The pushing. The pain. The idea of forcing something the size of a watermelon through an opening that is ... normally not watermelon-friendly.
A vaginal birth can be intimidating, and while a caesarean birth (or C-section) is still considered major surgery with its own risks, more and more Canadians are electing to give birth under the knife.
In light of this, Canada's obstetricians and gynecologists have softened their previous position that C-sections should only be performed when there's a medical reason for one. In a new statement issued Tuesday, the Society of Obstetricians and Gynaecologists of Canada (SOGC) now emphasize that how a woman gives birth should be a mutual decision, made "without bias or coercion."
"All maternal health care providers need to understand and hear the reasons why some women consider pre-planned caesareans the best option for them. This includes understanding the person's values, fears and concerns," Dr. Jennifer Blake, CEO, SOGC, said in a news release.
"But any final decision should not be made until women are equipped with the most up-to-date and evidence-based information to help them make such an important decision about how their baby will be born."
C-section rates have climbed in Canada
C-sections are the most common inpatient surgical procedures performed in Canadian hospitals, according to new data from the Canadian Institute for Health Information (CIHI). Last year, 28.2 per cent of hospital births in Canada were performed by C-section, up from 26.7 per cent ten years ago. The rate was 19 per cent in 1997, according to the Journal of Obstetrics and Gynaecology Canada.

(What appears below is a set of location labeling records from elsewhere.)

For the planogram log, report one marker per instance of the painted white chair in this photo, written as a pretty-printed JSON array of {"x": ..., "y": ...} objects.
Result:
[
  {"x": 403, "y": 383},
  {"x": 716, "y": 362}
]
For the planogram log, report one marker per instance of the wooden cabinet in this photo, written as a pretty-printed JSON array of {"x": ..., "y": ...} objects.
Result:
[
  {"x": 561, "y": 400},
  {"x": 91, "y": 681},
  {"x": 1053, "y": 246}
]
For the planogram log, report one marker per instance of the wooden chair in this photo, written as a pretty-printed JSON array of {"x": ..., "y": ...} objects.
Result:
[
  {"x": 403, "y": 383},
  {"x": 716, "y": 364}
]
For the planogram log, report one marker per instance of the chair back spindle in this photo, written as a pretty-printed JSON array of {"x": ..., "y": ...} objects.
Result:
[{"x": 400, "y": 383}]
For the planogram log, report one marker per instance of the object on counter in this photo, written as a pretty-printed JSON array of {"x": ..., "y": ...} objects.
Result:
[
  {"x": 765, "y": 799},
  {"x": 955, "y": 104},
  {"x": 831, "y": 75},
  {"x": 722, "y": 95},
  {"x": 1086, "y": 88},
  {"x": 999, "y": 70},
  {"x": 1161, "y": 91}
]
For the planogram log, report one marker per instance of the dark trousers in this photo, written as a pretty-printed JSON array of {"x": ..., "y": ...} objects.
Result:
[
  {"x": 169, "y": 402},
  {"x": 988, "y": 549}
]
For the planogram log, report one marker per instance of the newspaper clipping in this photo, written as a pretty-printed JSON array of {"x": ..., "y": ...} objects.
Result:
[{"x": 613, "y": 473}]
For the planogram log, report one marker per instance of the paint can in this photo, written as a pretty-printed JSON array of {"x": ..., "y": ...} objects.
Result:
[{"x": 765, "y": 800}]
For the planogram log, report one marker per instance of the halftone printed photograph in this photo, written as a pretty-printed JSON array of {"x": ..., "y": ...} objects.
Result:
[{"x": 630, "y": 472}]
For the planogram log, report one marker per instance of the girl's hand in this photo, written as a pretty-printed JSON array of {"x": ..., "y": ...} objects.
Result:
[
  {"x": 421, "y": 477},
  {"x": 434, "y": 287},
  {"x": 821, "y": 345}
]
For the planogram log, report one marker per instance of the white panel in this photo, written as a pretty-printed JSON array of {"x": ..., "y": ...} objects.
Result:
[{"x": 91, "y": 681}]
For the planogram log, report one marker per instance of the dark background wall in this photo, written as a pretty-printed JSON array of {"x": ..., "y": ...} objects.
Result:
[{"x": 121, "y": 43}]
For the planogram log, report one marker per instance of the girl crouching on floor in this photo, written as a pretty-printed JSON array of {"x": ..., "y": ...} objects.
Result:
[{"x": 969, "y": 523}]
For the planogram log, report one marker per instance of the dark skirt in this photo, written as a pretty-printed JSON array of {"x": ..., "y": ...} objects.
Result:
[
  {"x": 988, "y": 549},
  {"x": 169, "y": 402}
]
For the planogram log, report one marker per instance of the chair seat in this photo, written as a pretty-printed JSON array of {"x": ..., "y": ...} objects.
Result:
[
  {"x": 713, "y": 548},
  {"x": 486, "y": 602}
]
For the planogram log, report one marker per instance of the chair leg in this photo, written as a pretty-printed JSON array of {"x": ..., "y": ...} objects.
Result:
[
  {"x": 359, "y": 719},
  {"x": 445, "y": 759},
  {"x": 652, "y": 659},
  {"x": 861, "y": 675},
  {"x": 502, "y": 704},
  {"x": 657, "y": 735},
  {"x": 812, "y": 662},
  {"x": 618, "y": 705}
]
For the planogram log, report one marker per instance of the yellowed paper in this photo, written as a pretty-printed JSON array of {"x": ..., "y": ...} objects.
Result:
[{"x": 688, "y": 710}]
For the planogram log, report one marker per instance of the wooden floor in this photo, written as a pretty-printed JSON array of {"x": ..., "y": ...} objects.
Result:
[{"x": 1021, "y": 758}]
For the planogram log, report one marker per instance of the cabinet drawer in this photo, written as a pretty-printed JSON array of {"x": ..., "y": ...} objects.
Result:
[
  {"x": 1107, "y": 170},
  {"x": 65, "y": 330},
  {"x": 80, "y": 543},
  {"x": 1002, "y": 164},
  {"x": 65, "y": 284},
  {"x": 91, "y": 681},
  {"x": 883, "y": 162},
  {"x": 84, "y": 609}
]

Women age 35 and older were more likely to have a primary C-section than younger women, according to 2015-2016 data from the CIHI.

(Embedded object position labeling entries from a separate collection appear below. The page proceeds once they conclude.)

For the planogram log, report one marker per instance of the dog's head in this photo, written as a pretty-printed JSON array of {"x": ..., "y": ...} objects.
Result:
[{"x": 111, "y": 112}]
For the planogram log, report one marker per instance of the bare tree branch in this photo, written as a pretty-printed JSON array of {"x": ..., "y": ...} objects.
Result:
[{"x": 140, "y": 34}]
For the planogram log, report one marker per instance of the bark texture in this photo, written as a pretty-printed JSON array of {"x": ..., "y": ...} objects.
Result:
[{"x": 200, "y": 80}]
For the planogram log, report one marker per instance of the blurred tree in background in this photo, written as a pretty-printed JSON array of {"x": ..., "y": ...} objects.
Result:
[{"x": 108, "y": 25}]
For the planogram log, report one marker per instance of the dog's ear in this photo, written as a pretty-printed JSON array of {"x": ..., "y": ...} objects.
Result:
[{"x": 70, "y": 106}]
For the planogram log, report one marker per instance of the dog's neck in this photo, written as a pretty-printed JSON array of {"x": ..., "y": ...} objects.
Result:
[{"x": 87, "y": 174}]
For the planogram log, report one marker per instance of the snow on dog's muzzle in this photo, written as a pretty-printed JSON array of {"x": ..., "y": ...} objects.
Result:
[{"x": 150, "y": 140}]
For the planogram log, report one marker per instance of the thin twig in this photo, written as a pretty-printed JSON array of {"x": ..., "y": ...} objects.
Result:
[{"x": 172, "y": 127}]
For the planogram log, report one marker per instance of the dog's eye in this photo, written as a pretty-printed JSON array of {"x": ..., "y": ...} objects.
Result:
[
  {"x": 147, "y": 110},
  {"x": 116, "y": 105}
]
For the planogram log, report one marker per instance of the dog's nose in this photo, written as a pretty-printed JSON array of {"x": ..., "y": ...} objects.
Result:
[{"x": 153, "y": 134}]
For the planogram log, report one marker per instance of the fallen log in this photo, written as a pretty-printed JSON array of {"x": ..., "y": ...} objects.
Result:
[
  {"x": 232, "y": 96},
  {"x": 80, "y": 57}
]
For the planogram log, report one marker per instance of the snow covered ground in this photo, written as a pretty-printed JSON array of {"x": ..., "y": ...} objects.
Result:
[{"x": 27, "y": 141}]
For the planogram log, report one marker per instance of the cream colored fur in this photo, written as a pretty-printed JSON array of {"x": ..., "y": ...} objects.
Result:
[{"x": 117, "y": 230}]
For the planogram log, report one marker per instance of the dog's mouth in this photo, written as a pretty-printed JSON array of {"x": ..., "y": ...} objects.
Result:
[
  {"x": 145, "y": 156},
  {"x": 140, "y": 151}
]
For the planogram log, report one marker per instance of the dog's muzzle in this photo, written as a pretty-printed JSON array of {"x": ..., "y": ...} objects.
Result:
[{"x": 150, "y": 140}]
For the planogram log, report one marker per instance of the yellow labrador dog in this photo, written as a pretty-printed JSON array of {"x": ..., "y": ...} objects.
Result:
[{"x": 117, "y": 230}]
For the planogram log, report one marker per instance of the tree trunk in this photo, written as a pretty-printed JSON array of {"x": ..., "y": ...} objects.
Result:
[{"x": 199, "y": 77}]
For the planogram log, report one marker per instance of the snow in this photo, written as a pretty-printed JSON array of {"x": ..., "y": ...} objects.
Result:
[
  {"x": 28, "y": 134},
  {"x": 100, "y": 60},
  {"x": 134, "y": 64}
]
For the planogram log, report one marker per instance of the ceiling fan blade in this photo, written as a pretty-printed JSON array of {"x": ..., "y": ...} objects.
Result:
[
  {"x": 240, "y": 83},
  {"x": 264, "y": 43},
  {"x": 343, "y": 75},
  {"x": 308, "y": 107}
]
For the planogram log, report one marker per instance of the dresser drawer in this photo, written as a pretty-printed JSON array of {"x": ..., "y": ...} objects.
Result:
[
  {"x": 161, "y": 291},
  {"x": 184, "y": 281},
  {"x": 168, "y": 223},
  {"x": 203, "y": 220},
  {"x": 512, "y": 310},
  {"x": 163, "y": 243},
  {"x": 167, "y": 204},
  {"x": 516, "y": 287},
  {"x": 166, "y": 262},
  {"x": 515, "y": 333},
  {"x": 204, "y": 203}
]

"Each hospital needs to understand the contributing factors to caesarean sections in its population, but the ultimate goal will always be to have a healthy mother and baby," the SOGC's Blake said in a CIHI news release.
There are still risks to C-sections
A C-section, where a baby is delivered through a surgical opening in the lower abdomen instead of through the vagina, includes risks associated with major surgery and anesthesia, the SOGC notes. There are also potential longer-term risks that could complicate future pregnancies, and elective C-sections are associated with a decrease in breastfeeding and an increased risk of asthma in babies, the SOGC said.
But the SOGC also noted that elective C-sections have a lower risk of postpartum hemorrhage or complications compared to emergency C-sections. And — bonus! — a planned C-section before labour begins could "reduce the lifetime risk of urinary incontinence."
Women who want a planned C-section need to be "fully briefed" on the pros and cons, the SOGC said Tuesday.
"Some physicians may not agree with the request because of ethical or medical reasons. But if a patient decides they want to go ahead with the procedure, contrary to the wishes of their doctor, that doctor has a responsibility to refer the patient for a second opinion or transfer care," Blake said in Tuesday's statement.
More emphasis on choice lately
This latest statement from the SOGC is part of a worldwide trend encouraging more choice in childbirth and caring for infants.
Earlier this month, the The Royal College of Midwives in the U.K. issued a position statement emphasizing that the decision to bottle feed is a woman's choice that must be respected. The statement is significant because medical communities tend to advocate for breastfeeding's health benefits, but the reality is not all mothers are able to do, or wish to do so.
And in February, the World Health Organization said that women should be more involved in the decision-making when it comes to giving birth, including choosing their own birth position and being involved in pain control.
"Even when a medical intervention is wanted or needed, the inclusion of women in making decisions about the care they receive is important to ensure that they meet their goal of a positive childbirth experience," Ian Askew, WHO Director, Department of Reproductive Health and Research, said in a news release.